Простите, прошу, — монотонно, как дождь поет песню.

Пожалуйста, спой мне ее.

Мысли императрицы

Что же, введем бюрократию.

Составим список, как оно было,

новое переиначим, все, что можно, на старый лад.

Башни построим, стеной опояшем город:

пусть приходят смотреть — из-за стен.

Взглянем на вещи в рассеянном свете, будто они в полутьме

и видимы лишь отчасти. Грубоватая честность,

присущая многим поэтам после лет немоты, — тут подмогой.

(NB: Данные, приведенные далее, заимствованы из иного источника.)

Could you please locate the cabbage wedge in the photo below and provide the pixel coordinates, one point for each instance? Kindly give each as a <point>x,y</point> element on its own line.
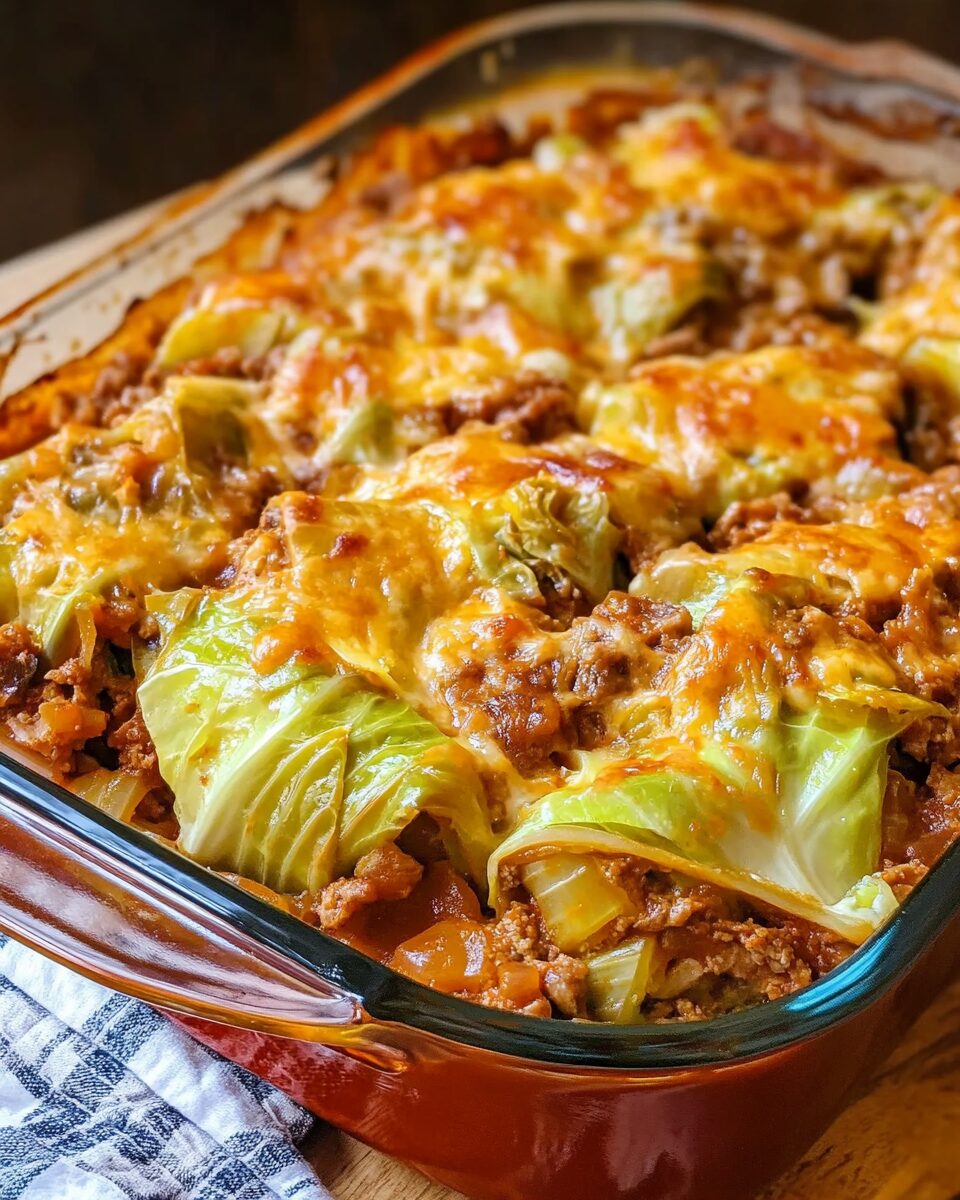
<point>148,504</point>
<point>742,778</point>
<point>288,775</point>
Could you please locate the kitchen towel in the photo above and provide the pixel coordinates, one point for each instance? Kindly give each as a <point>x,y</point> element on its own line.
<point>102,1098</point>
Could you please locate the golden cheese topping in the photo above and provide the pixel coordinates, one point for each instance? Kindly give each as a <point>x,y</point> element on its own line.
<point>581,502</point>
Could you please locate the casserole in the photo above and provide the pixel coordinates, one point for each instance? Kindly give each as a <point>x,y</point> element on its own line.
<point>597,1085</point>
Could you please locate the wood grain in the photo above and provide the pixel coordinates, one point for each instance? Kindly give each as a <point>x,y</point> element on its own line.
<point>898,1140</point>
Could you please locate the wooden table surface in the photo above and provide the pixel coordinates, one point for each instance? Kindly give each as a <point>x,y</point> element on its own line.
<point>898,1140</point>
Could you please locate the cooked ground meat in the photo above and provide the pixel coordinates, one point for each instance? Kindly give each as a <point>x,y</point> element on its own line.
<point>384,874</point>
<point>19,661</point>
<point>425,297</point>
<point>748,520</point>
<point>526,409</point>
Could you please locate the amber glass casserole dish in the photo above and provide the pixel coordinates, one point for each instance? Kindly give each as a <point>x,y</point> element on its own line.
<point>489,1101</point>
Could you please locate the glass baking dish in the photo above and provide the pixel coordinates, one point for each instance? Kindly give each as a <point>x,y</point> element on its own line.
<point>491,1103</point>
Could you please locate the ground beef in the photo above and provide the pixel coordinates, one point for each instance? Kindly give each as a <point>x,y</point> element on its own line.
<point>525,408</point>
<point>534,690</point>
<point>519,936</point>
<point>661,900</point>
<point>748,520</point>
<point>136,751</point>
<point>723,965</point>
<point>19,660</point>
<point>115,391</point>
<point>72,705</point>
<point>229,361</point>
<point>564,981</point>
<point>384,874</point>
<point>623,643</point>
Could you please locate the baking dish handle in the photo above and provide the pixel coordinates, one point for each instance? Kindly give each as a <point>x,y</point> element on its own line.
<point>95,911</point>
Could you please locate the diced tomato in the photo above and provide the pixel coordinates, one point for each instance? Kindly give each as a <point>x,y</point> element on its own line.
<point>453,955</point>
<point>382,927</point>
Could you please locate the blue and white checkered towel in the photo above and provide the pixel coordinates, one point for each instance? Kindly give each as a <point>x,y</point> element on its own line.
<point>101,1098</point>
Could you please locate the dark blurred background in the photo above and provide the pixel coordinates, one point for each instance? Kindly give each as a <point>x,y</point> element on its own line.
<point>108,103</point>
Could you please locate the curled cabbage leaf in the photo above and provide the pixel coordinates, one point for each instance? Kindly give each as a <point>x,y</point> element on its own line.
<point>150,503</point>
<point>743,778</point>
<point>289,775</point>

Время ответить за грехи былых лет: прачечные устарели,

так пустим на снос их. А мотоциклы, что срываются с места

с ревом: разве это поможет спросить путь, прикупить

побрякушку — ведь должно являться с визитом,

оставив тревоги, входить с легким сердцем?

И кто теперь скажет, что к чему…

Поначалу ведь были дурные предчувствия,

но радость отъезда заглушила их, захлестнув

обещаньем весенней листвы…

Предпосылки, на которых мы строили жизнь:

нас снабдили неверными данными, а ошибка

в расчетах опор для моста в половодье становится явью.

Ну да что уж теперь...

Вечерний прием во дворце будет ярок, как никогда.

Что ни гость, то загадка. И дождь — сеет

сквозь плакучие ивы, катанье на яликах — правда, прекрасно?

Кому-то придти и уйти невозбранно, кому-то — иное:

идти в темноту, к катастрофе, невидимой прочим.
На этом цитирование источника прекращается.